Speaking on the podcast, Russell Andrews, global head of advice solutions for SEI's Asset Management, explained how technology has taken a leading role.
He argued that it was not a question of how financial planners and advisers replicate the business model of Amazon, as e-commerce is a different sector to financial advice, but instead how the industry can learn from the likes of businesses such as Amazon.
“I do think there are some principles that can be learned from the way in which they’ve gone about building their platform.
"Amazon has really put at the heart of their proposition things like convenience, things like transparency, the introduction of a community feeling, the ability to deliver insights to help people make good decisions,” he said.
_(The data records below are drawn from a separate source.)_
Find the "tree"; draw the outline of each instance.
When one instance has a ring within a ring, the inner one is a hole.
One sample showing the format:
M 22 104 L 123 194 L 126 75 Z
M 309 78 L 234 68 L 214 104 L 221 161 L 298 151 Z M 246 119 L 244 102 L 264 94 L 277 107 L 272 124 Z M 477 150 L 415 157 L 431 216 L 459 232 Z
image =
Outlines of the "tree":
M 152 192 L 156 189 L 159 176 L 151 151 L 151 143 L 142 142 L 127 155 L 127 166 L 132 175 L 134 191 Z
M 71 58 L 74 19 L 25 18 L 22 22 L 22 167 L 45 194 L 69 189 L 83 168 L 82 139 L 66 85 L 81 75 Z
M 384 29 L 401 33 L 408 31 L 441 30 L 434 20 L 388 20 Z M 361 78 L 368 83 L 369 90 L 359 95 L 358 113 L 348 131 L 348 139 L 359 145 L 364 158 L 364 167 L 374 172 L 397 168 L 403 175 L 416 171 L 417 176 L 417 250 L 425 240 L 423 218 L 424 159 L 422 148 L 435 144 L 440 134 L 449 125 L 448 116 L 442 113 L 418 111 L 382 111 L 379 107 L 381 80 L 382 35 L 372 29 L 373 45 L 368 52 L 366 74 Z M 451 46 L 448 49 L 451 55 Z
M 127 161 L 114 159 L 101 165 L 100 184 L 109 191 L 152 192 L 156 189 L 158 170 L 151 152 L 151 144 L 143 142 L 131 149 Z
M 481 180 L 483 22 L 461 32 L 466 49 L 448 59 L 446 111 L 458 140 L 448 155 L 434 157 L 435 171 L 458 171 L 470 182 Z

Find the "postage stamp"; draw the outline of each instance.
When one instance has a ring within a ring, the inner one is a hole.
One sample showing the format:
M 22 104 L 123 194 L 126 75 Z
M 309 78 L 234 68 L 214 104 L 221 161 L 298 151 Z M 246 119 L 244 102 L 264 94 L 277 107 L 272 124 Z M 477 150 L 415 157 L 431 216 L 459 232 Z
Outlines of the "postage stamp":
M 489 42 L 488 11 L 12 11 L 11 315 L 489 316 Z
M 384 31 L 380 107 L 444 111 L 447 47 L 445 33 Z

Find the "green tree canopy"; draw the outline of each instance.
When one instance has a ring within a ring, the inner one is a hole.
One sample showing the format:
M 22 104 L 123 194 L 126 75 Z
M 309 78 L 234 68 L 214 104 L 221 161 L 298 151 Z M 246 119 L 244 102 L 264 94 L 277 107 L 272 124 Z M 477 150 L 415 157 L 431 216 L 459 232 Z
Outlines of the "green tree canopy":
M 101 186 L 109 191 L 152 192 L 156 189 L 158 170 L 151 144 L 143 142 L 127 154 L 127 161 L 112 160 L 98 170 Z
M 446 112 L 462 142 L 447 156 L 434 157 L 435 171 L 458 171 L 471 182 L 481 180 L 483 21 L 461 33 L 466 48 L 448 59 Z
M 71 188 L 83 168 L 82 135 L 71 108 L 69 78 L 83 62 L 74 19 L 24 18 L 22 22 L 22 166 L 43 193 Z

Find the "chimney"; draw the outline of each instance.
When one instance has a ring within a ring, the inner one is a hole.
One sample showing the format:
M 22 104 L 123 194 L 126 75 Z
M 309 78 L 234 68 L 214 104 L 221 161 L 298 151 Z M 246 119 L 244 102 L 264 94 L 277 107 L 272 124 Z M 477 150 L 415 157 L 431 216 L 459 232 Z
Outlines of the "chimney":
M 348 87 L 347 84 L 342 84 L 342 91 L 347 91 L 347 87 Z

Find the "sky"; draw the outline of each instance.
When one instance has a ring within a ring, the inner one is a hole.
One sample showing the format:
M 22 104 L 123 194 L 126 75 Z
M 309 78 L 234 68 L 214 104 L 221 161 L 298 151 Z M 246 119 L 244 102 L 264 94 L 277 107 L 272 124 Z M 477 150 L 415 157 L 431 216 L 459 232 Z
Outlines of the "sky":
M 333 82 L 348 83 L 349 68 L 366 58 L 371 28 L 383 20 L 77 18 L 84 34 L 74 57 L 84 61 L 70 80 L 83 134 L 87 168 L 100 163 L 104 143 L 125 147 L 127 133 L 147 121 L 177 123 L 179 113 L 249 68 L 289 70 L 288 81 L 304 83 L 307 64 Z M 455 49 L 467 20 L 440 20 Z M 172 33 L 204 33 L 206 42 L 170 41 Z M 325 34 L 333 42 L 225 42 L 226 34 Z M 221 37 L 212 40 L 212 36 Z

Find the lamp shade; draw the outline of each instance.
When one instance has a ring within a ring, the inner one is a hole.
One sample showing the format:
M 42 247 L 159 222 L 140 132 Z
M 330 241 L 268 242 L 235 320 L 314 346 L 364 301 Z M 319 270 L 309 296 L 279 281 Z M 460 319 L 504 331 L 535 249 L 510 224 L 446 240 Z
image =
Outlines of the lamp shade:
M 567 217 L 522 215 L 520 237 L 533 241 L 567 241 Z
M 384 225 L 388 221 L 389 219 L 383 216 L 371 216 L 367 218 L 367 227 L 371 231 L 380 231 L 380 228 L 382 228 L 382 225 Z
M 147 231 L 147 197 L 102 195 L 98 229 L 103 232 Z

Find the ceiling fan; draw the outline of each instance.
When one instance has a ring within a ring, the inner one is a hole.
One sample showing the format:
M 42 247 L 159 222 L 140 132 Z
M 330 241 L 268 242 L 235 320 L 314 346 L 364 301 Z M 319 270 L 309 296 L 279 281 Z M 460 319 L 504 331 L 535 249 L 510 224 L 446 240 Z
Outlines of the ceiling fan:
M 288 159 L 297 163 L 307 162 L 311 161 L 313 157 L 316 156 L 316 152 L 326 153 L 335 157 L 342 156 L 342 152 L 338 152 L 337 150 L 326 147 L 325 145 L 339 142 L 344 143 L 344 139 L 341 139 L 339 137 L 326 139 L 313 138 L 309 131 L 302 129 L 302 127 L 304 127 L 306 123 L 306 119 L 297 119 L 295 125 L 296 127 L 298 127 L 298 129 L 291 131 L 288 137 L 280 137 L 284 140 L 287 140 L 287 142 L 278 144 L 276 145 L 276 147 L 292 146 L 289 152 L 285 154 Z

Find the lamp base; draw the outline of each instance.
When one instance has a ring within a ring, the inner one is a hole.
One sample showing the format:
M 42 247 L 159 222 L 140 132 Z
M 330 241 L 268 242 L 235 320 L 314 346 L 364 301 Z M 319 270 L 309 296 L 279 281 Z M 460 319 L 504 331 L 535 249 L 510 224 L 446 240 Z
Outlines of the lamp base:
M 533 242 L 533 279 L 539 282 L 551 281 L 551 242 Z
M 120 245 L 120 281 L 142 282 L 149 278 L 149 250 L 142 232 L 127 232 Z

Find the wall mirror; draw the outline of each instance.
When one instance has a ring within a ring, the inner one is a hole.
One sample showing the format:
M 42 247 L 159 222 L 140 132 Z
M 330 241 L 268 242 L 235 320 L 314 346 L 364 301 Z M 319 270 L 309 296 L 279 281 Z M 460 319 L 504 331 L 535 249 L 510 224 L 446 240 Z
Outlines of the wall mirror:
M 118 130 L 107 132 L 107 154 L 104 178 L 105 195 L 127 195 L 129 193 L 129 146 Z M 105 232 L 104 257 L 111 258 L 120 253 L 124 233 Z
“These are fundamental components that can be learned from and I think using technology to help surface those things is a way in which actually goes to augment the human to human relationship – certainly rather than replace it.”
He added: “It’s going to be a case of finding that real blend of how technology can add value, not necessarily oversimplify what is a fairly complex market in reality.”
Heather Hopkins, managing director at NextWealth, agreed client expectations have changed over time, but argued that nobody expects financial planning to become like Amazon and the immediacy of it.
“Nor would I think most financial planners want to work with clients who have that expectation,” she said.
“It’s really important to remember that financial planning is essentially a relationship business, it's about humans and the reason that clients value that relation with their financial planner is because of the trust they’ve established with them.
“We all trust Amazon to deliver the package when they say they will, that expectation is met, but that’s fundamentally different from that sense of financial security that you get from that individual.”
Hopkins added: “If you really look at what customers are looking for from the relationship with the financial planner, it's an understanding that they are doing ok, that sense of financial security and wellbeing.”
She argued that there are huge opportunities to digitise aspects of financial planning but stated the industry “should never lose sight of what needs to be digitised”.
Meanwhile, Andrews argued that technology, through elements of gamification, is a good way of doing that and providing the ability to learn and understand more about finances.
“Principally what is going to happen at some point is that when that wealth increases, the shift from a Robin Hood style of investing is going to diminish because investing your end-of-month surplus income is very different to having a significant pool of assets that you’ve inherited,” he added.